Regarding almsgiving, or works of charity: I’m gonna be honest, you’d think as a social work major my whole life would be about community service, well…not exactly. Like anyone, I can get so caught up in my busy schedule that I forget to stop and think of those who are in need. This Lent, I’ve decided to dedicate my time to serving the most vulnerable, the unborn. Fridays I plan to be sitting outside of Planned Parenthood praying a rosary for lives lost due to abortion. This act of service is not only a physical representation of charity, but it’s a uniting of prayer with the Church Militant in Heaven to end abortion and support the beauty of life.

Now, why I did I tell you all of this? (Besides plugging Liturgy of the Hours, our Daily Mass schedule, or “40 Days for Life”) Am I asking you attend daily Mass every day, stand in front of an abortion clinic, or give up your snooze button? No. But I’m asking you this: what can you do NOW?! God is calling each and every single one of us today, right now, to rid ourselves of every burden and give it up to Him as we remember His Passion. Y’all, the time is now! Live and make sacrifices for Him now. Now, with your brothers and sisters in Christ, and the rewards will be far greater than you can ever imagine and you’ll find them in the arms of God.

‎”For he says: ‘In an acceptable time-I heard you, and on the day of salvation I helped you.’ Behold, now is a very acceptable time; behold, now is the day of salvation” [2 Corinthians 6:2]

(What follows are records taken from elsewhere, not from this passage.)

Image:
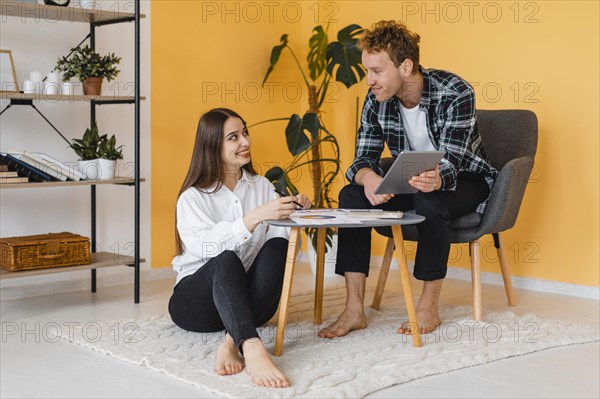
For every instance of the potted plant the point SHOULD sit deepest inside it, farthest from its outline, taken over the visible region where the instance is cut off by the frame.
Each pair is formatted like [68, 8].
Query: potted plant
[87, 148]
[307, 135]
[109, 154]
[89, 67]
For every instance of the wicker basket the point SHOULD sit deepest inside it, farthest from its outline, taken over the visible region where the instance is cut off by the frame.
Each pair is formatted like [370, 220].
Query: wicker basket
[44, 251]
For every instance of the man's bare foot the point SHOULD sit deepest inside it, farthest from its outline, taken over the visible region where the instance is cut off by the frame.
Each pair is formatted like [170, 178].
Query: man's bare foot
[229, 361]
[347, 321]
[427, 320]
[260, 366]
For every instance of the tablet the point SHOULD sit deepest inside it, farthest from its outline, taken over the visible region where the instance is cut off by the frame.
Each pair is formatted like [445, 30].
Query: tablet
[407, 165]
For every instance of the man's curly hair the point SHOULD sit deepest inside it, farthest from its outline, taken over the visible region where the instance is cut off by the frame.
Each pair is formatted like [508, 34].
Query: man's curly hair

By Debbie Shannon, Center Coordinator – St. Peter’s

I have never really enjoyed wearing ashes on Ash Wednesday, and so, it came as quite a surprise when a group of students began to beg Fr. Anthony to add an early morning Mass to the schedule for today.  Students DO NOT like early morning anything!  Why wouldn’t they prefer the 6pm Mass?  According to them, they like to get their ashes early so they can wear them all day.

I just didn’t get it.  Anyone who knows me, and plenty of the students will chuckle at this, knows that a dirty Debbie is almost an oxymoron.  Mrs. Debbie does not do dirty anything. The primary task I was given when I first arrived on the job at St. Peter’s was to ‘clean it up!’

Nonetheless, every year, I choose to begin my Lenten journey by receiving ashes at Mass on Ash Wednesday.  I know it is not a holy day of obligation and I could avoid the messy issue by not participating, but I get in line with everyone else and receive the mark. While some of our students may love touting their Catholic look on our primarily protestant Baylor campus as an opportunity to open dialogue, (Did you know you have something black all over your forehead?), I self-consciously endure the looks and comments as the opening to a season of sacrifice, self-denial and penance.

Over the years, as my faith has matured, I have learned to recognize it as a very good opportunity for some serious reflection.  Here are a few gems that Ash Wednesday has made me ponder in years past.  I am sure God will provide a wonderful new image for me this year as well.

  • Can I wear ashes as a fraternal connection with my impoverished brothers around the world who have no option but to live in filth today.
  • What if my sins “showed”?  What if each one created a visible stain on my skin?
  • Why am I so self-conscious about looking funny, different or even “Catholic”?
  • I have always envisioned that John the Baptist must have been a mess! And yet, people flocked to hear his message. Can I trust that God’s light shining through me will eclipse my own weak and shabby image?

St. Peter’s Catholic Student Center will indeed have an early morning Mass with distribution of ashes at 7am on Ash Wednesday this year.  We will also have one at 6pm.  (There will NOT be the usual 12:15pm Mass and lunch fellowship.)